Subdivision 3 of section 1462 of the Civil Practice Act permits ' ‘ any party to the controversy which was arbitrated ’ ’ to move to vacate an award ‘ Where the arbitrators were guilty of misconduct in refusing to postpone the hearing upon sufficient cause shown, or in refusing to hear evidence pertinent or
While not parties to the collective bargaining agreement, petitioners were directly, and the ones most vitally, affected by the controversy submitted for arbitration—since the arbitration involved the question of their discharge.
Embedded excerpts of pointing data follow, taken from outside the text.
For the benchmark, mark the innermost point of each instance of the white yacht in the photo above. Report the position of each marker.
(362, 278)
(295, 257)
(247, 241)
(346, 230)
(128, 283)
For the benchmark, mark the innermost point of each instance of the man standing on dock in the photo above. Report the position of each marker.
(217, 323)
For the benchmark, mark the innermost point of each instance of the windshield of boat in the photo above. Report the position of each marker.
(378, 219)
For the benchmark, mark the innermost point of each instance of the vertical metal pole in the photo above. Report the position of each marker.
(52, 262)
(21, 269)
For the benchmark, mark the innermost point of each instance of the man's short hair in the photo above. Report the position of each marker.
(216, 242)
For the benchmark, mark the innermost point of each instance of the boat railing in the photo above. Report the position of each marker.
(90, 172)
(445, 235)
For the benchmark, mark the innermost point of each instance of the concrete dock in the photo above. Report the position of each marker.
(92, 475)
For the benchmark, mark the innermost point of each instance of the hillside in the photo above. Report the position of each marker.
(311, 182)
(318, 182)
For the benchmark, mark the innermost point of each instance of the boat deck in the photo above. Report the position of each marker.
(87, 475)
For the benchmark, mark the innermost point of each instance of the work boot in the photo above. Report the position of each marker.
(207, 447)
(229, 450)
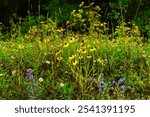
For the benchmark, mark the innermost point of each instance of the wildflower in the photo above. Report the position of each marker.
(48, 62)
(112, 88)
(1, 74)
(101, 82)
(72, 40)
(66, 45)
(40, 79)
(102, 74)
(89, 56)
(129, 87)
(102, 93)
(60, 30)
(21, 46)
(71, 57)
(122, 86)
(57, 53)
(121, 80)
(83, 51)
(61, 84)
(99, 86)
(1, 65)
(59, 58)
(90, 79)
(113, 82)
(94, 61)
(92, 49)
(75, 62)
(30, 71)
(80, 57)
(13, 72)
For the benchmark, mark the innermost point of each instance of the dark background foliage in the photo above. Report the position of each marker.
(137, 11)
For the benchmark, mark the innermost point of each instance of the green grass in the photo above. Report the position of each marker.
(97, 65)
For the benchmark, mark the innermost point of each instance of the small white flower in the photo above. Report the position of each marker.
(40, 79)
(48, 62)
(61, 84)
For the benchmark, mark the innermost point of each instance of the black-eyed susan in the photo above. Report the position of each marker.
(59, 58)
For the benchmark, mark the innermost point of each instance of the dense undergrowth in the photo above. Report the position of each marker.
(50, 62)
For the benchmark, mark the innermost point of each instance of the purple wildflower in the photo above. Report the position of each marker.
(121, 80)
(101, 82)
(90, 79)
(102, 74)
(129, 87)
(113, 82)
(99, 86)
(112, 88)
(122, 86)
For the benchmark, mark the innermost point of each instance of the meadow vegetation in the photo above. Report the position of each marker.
(53, 62)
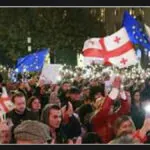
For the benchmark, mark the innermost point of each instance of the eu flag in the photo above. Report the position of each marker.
(135, 31)
(32, 62)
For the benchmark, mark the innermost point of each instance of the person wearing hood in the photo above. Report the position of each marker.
(105, 114)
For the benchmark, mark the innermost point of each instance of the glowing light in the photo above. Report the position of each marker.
(147, 108)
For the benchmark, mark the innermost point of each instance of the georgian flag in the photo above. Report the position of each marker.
(6, 104)
(116, 49)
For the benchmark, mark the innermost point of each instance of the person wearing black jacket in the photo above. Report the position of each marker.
(63, 123)
(20, 113)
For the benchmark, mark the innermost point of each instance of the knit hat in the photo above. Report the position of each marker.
(33, 131)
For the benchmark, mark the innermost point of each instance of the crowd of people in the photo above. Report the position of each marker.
(83, 110)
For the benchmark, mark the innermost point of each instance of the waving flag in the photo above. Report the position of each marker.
(116, 49)
(135, 31)
(6, 104)
(147, 29)
(32, 62)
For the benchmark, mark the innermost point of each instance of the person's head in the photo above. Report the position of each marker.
(124, 125)
(86, 91)
(20, 102)
(136, 96)
(84, 113)
(87, 100)
(128, 94)
(91, 138)
(96, 92)
(5, 133)
(32, 132)
(34, 104)
(74, 94)
(51, 115)
(65, 86)
(93, 83)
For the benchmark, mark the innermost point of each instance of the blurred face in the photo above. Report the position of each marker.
(98, 95)
(125, 127)
(86, 92)
(94, 83)
(55, 118)
(128, 97)
(36, 105)
(20, 104)
(5, 134)
(137, 96)
(66, 86)
(75, 96)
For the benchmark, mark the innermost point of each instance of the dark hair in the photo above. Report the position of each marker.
(133, 94)
(46, 112)
(65, 82)
(30, 100)
(96, 89)
(122, 119)
(91, 138)
(17, 94)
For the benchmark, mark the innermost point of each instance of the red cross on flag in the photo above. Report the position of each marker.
(116, 49)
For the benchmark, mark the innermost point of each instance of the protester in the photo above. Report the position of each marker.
(32, 132)
(20, 112)
(35, 105)
(5, 133)
(105, 116)
(137, 110)
(62, 92)
(63, 124)
(125, 126)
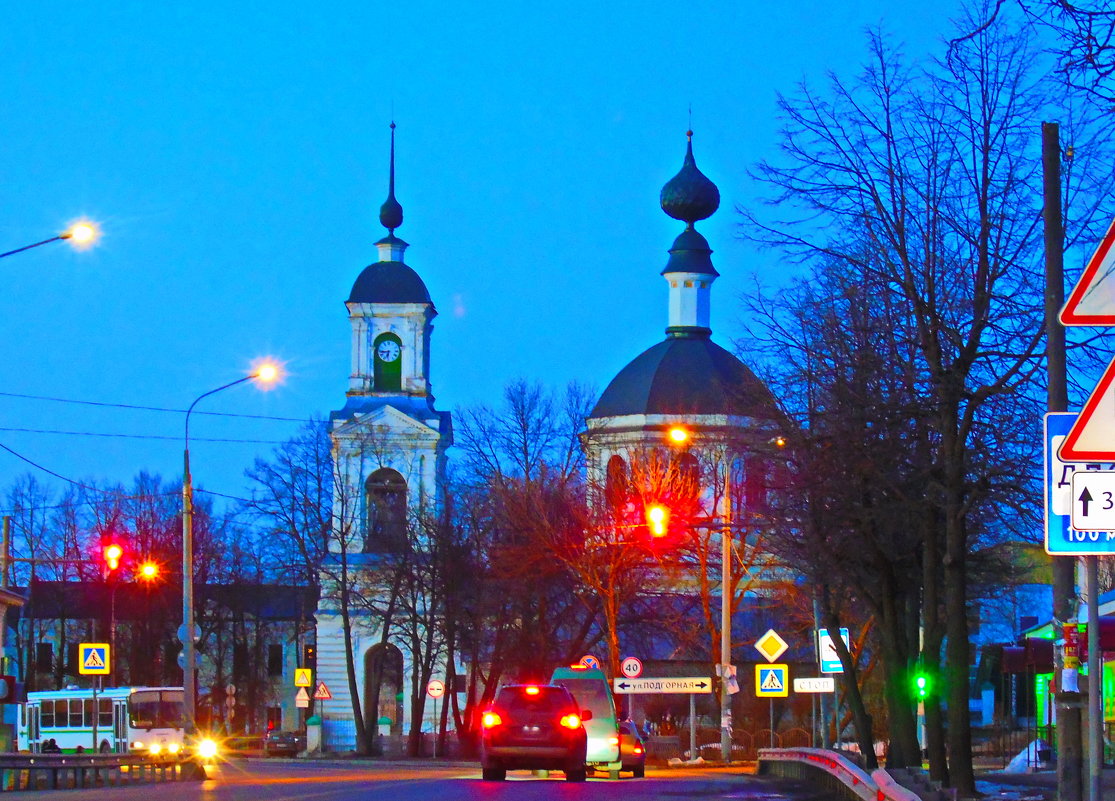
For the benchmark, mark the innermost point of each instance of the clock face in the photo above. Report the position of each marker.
(388, 350)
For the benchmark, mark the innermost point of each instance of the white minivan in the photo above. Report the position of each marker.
(592, 692)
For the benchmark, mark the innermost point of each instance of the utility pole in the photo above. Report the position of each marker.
(1069, 753)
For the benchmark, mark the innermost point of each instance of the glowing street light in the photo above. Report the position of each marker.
(80, 234)
(265, 374)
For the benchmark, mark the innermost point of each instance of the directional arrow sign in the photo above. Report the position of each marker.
(688, 684)
(1094, 501)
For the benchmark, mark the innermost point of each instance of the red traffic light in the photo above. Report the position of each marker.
(113, 555)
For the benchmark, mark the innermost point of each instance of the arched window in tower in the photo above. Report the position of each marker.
(617, 485)
(387, 363)
(387, 512)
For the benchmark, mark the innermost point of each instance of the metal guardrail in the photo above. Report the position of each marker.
(66, 771)
(835, 772)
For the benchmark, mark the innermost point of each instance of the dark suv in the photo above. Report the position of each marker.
(533, 726)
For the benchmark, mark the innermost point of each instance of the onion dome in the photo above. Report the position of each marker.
(390, 213)
(689, 195)
(686, 374)
(690, 253)
(388, 282)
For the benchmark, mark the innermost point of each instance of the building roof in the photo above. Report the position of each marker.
(388, 282)
(686, 374)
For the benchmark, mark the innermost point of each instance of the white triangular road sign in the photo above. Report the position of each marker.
(1092, 301)
(1092, 437)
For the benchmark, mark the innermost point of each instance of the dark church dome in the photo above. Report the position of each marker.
(687, 374)
(388, 282)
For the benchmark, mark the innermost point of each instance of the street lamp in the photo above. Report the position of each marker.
(265, 374)
(81, 234)
(679, 435)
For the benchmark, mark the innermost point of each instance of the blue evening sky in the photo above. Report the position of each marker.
(235, 155)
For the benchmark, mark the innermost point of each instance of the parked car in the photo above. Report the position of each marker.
(632, 749)
(277, 743)
(533, 726)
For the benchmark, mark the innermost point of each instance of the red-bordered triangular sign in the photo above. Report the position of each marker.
(1092, 437)
(1092, 302)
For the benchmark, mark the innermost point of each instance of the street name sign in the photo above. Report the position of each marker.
(672, 684)
(1060, 537)
(772, 681)
(771, 645)
(824, 684)
(1092, 301)
(93, 658)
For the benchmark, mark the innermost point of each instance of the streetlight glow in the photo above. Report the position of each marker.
(81, 233)
(678, 434)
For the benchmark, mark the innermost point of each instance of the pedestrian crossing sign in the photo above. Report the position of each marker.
(772, 681)
(93, 658)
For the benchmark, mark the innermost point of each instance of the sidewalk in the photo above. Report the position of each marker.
(1041, 784)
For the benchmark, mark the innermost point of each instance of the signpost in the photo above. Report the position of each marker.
(1060, 537)
(672, 684)
(826, 652)
(824, 684)
(435, 689)
(631, 667)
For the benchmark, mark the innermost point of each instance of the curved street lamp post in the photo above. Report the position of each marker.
(265, 374)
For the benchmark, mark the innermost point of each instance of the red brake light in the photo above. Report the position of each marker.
(491, 720)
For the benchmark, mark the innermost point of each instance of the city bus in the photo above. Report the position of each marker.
(147, 720)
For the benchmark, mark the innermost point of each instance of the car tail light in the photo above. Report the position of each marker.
(491, 720)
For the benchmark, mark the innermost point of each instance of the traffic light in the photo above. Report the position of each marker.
(922, 684)
(658, 520)
(113, 555)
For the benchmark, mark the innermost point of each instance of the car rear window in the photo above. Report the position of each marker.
(548, 700)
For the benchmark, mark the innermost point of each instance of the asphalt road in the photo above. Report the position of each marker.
(258, 780)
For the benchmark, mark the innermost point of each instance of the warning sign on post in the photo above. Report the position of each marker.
(772, 681)
(93, 658)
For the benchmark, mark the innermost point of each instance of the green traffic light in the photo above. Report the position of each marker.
(921, 683)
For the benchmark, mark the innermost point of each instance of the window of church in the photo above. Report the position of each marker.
(387, 363)
(386, 501)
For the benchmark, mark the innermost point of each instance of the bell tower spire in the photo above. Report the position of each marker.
(390, 216)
Had they moved at Special Term to intervene in the arbitration proceeding under sections 191-193 of the Civil Practice Act, such an application undoubtedly would have received favorable consideration. (Matter of Iroquois Beverage Corp. [International Union], supra.) Whether petitioners be viewed in the nature of third-party beneficiaries of a contract or in the position of beneficiaries of a trust, in which the union as a trustee owes them a fiduciary obligation of fair representation (the label is not important), they had cognizable standing to seek a vacatur of the award.
Certainly a case was made by petitioners for permitting them to be represented by their own counsel in the arbitration hearings. Enough was shown to negative the possibility of fair representation of the interests of petitioners by Local 122. The denial of the right to independent representation, under the special circumstances of this case, vitiated the award rendered in the absence of the petitioners at the hearings, particularly since the evidence which they were seeking to adduce on the question of collusion went directly to the issues to be decided by the arbitrator. There was no invalid exercise of power and no abuse of discretion in vacating the award.
The order should be affirmed, with costs.
Brbitel, J. P., M. M. Frank, McNally and Stevens, JJ., concur.
Order unanimously affirmed, with $20 costs and disbursements to the petitioners-respondents.